Kennedy never once said that "only people of non-faith could come into the public square." Those are Santorum's words; JFK voiced no such sentiment. Kennedy had no problems with people of faith coming to the public square. He had no problems with people of faith running for president. Indeed, he explicitly stated in his speech that it would be wrong to expel Catholics from running for president simply because they were Catholics: "If this election is decided on the basis that 40 million Americans lost their chance of being president on the day they were baptized, then it is the whole nation that will be the loser."

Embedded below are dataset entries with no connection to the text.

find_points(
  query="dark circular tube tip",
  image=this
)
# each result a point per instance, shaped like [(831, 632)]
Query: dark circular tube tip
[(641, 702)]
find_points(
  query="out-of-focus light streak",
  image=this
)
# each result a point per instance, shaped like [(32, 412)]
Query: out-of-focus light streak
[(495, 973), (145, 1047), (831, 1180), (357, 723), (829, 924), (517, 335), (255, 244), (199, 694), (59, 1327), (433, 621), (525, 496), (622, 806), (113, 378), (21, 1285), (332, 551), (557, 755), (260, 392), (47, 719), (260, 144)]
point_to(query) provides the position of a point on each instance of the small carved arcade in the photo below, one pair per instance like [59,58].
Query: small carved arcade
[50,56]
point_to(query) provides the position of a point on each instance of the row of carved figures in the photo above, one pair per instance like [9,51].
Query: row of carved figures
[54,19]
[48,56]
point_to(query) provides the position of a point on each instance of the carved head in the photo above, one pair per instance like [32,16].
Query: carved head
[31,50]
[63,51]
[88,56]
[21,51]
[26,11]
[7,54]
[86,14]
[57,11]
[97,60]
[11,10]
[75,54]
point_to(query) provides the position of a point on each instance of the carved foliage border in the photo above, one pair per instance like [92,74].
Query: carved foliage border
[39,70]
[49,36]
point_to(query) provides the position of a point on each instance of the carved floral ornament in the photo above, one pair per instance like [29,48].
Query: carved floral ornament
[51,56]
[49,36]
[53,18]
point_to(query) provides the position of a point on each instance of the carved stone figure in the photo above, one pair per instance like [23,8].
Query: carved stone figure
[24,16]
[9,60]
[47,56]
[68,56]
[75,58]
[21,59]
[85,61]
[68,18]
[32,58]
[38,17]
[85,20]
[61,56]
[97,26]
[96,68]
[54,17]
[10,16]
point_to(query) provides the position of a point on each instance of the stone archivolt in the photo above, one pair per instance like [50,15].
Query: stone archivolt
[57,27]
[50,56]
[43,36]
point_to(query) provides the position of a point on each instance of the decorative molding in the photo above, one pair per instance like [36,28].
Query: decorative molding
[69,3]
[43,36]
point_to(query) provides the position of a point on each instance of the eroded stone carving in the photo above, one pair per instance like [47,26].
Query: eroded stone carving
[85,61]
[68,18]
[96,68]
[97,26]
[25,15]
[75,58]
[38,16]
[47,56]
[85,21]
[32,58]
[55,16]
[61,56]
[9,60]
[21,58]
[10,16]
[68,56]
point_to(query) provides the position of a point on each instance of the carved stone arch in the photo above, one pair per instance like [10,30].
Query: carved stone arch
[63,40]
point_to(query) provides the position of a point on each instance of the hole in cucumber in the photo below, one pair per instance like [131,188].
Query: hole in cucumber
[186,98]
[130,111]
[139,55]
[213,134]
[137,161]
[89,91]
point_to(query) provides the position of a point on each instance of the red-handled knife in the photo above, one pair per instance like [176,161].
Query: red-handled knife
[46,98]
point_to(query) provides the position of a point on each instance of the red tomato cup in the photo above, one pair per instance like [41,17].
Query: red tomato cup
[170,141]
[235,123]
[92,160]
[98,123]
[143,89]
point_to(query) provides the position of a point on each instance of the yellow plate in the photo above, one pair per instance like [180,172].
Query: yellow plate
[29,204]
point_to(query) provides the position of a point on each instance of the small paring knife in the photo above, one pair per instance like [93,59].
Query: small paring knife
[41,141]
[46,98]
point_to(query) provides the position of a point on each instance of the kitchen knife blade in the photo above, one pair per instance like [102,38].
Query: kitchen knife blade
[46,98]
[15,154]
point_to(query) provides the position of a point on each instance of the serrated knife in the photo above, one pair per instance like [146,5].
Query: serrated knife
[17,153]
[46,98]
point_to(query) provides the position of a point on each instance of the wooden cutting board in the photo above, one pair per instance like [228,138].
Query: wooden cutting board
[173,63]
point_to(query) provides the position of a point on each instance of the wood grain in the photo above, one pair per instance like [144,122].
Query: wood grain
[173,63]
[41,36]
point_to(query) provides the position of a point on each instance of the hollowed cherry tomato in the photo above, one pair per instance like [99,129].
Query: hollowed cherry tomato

Kennedy did contend, however, that no candidate should take direction from the leaders of his religious faith. That was his main theme. Clearly, Santorum doesn't like that theme. I would look forward to hearing Santorum this autumn, selling church-and-state fusion to the swing voters of America. That would be a fascinating exercise.
In fact, Santorum would also be compelled to attack this presidential declaration:
"Our very unity has been strengthened by our pluralism. We establish no religion in this country, we command no worship, we mandate no belief, nor will we ever. Church and state are, and must remain, separate." (Emphasis mine.)
Care to guess who? Ronald Reagan, 1984.